9/8/2018: International Education Headlines

  • Higher education’s key role in sustainable development

According to UNESCO, education for sustainable development“empowers people to change the way they think and work towards a sustainable future”. It therefore involves making access to good-quality education available at every stage of life. More specifically, it involves educating students on the necessity of sustainable development by integrating sustainable development issues into all aspects of teaching, research and service. Read more here.

  • Canada’s Affordability Policies Are Worth a Good Long Look

Canada does not get a lot of love from international higher education scholars.  Partly, it’s because no one wants to wade through the tedium of deciphering our ten different systems, and partly it’s because very few innovative ideas in higher education emerge here (we’re good at copying, less so at originating).  But in affordability policy, Canada has been genuinely – if somewhat accidentally – innovative.  Canada is perhaps the one country which is getting “high tuition/high aid” right, and for that reason is worth careful study. Read more here.

  • 10,000 students get on board with #DMUglobal scheme

The pioneering #DMUglobal scheme, which offers international experiences for De Montfort University Leicester (DMU) students, has hit an incredible milestone with the number of participants breaking through the 10,000 mark. #DMUglobal was launched by the Vice-Chancellor Professor Dominic Shellard in 2014 so that students could enrich their studies, broaden cultural horizons and develop key skills valued by employers. Read more here.
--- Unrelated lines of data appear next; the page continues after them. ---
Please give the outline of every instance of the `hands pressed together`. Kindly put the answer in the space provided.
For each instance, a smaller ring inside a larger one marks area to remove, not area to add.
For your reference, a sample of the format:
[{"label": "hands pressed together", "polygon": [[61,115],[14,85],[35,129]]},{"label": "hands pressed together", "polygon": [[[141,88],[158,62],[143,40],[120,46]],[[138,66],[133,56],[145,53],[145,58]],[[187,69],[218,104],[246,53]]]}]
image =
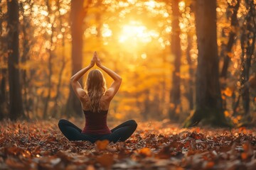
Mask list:
[{"label": "hands pressed together", "polygon": [[97,67],[100,67],[102,65],[99,56],[97,55],[96,52],[95,52],[93,54],[93,57],[90,64],[90,66],[92,67],[95,64]]}]

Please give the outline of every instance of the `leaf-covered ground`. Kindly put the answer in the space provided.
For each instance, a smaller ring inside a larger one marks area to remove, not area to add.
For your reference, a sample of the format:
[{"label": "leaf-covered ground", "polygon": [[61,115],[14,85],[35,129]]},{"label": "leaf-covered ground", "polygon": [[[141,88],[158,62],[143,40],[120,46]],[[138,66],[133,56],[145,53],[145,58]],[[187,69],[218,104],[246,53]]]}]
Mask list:
[{"label": "leaf-covered ground", "polygon": [[0,169],[256,169],[255,129],[138,124],[126,142],[91,144],[69,142],[57,120],[1,122]]}]

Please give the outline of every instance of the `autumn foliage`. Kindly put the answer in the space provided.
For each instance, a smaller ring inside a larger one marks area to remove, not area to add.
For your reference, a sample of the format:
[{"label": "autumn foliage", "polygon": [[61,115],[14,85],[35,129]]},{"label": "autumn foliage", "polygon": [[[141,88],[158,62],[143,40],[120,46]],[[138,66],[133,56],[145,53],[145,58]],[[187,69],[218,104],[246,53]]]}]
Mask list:
[{"label": "autumn foliage", "polygon": [[255,169],[255,130],[139,123],[125,142],[70,142],[57,121],[1,122],[1,169]]}]

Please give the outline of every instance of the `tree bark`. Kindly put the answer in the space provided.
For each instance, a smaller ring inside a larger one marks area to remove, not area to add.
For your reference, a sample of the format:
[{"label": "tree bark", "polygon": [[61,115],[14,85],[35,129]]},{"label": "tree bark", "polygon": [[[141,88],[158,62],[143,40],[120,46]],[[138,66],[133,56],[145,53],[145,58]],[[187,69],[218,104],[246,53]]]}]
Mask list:
[{"label": "tree bark", "polygon": [[17,0],[7,1],[8,28],[10,40],[8,43],[8,71],[10,95],[10,118],[15,120],[24,117],[18,64],[18,4]]},{"label": "tree bark", "polygon": [[218,74],[216,1],[196,1],[196,23],[198,49],[196,110],[186,120],[191,127],[201,120],[208,125],[226,126]]},{"label": "tree bark", "polygon": [[172,89],[170,92],[171,108],[169,110],[169,118],[171,120],[177,120],[178,113],[177,113],[178,107],[181,107],[181,76],[180,67],[181,60],[181,28],[179,27],[178,18],[181,17],[178,11],[178,0],[172,1],[171,7],[173,12],[173,21],[171,23],[171,52],[174,56],[174,71],[173,72]]},{"label": "tree bark", "polygon": [[[82,69],[82,37],[83,37],[83,20],[87,12],[89,5],[92,0],[87,2],[87,6],[83,7],[83,1],[71,1],[71,35],[72,35],[72,74],[75,74]],[[82,84],[82,81],[80,80]],[[71,115],[80,115],[82,114],[82,107],[79,99],[75,94],[71,85],[68,99],[65,115],[69,117]]]},{"label": "tree bark", "polygon": [[237,33],[234,30],[234,29],[238,25],[237,15],[238,15],[238,11],[239,6],[240,6],[240,0],[238,0],[237,4],[234,6],[233,13],[231,16],[231,30],[229,33],[229,38],[228,38],[228,45],[227,45],[227,49],[226,49],[227,54],[224,58],[223,66],[223,68],[221,70],[221,74],[220,74],[220,76],[224,77],[225,79],[227,78],[228,65],[229,65],[229,62],[230,61],[230,56],[229,55],[229,53],[231,52],[231,50],[233,46],[233,44],[235,42],[235,38],[236,38],[236,35],[237,35]]}]

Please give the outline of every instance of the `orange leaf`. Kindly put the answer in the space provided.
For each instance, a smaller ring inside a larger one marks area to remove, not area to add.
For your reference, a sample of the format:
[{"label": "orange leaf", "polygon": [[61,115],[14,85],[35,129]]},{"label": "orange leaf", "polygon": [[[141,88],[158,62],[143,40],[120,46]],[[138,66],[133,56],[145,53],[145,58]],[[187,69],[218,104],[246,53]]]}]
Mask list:
[{"label": "orange leaf", "polygon": [[150,157],[152,154],[151,149],[149,148],[148,148],[148,147],[142,148],[142,149],[139,150],[139,152],[141,154],[145,155],[146,157]]},{"label": "orange leaf", "polygon": [[106,149],[109,143],[110,143],[110,141],[107,140],[97,140],[96,142],[96,149],[97,149],[98,150],[105,150],[105,149]]},{"label": "orange leaf", "polygon": [[114,163],[114,157],[112,154],[102,154],[96,159],[104,167],[110,167]]}]

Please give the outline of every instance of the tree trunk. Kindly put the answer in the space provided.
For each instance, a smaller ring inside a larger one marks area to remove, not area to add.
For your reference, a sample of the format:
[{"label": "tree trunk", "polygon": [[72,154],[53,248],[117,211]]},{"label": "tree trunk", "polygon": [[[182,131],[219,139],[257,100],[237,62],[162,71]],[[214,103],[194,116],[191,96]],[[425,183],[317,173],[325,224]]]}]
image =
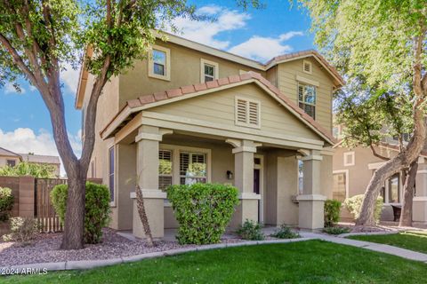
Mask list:
[{"label": "tree trunk", "polygon": [[415,160],[409,167],[409,171],[405,178],[402,212],[399,222],[399,227],[412,227],[412,200],[414,199],[417,170],[418,161]]},{"label": "tree trunk", "polygon": [[[78,167],[80,168],[80,167]],[[77,169],[68,174],[68,193],[61,249],[80,249],[85,245],[85,175]],[[69,205],[69,206],[68,206]]]},{"label": "tree trunk", "polygon": [[151,234],[151,228],[149,227],[149,217],[145,211],[144,198],[142,196],[142,191],[139,185],[136,185],[136,204],[138,206],[138,214],[140,215],[141,222],[144,227],[145,237],[149,247],[154,247],[153,235]]},{"label": "tree trunk", "polygon": [[400,152],[391,160],[386,162],[382,167],[375,170],[372,176],[371,181],[365,192],[360,215],[356,220],[357,225],[375,225],[375,203],[380,189],[384,185],[385,180],[391,175],[399,172],[403,168],[409,165],[418,159],[418,156],[424,146],[426,137],[426,125],[423,111],[421,107],[415,106],[414,112],[414,136],[409,141],[407,148]]}]

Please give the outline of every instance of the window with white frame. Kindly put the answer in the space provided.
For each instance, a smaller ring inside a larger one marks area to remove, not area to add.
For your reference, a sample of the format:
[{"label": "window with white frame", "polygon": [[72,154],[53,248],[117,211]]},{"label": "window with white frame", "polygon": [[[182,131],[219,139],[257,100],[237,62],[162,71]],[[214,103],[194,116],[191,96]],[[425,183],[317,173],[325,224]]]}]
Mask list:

  • More options for Singapore Management University undergrads to explore

In an effort to get students to move away from just focusing on scoring As, the Singapore Management University (SMU) is cutting the number of core modules for undergraduates, introducing six-month internships, and rolling out a new Exploratory Course scheme where students can try out different courses without affecting their grades. With the new scheme effective immediately, a current law undergraduate could, for example, do a foreign language or pick up a psychology elective, and declare up to two of his passed grades for non-compulsory modules to be excluded from his cumulative grade point average (GPA) computation. Read more here.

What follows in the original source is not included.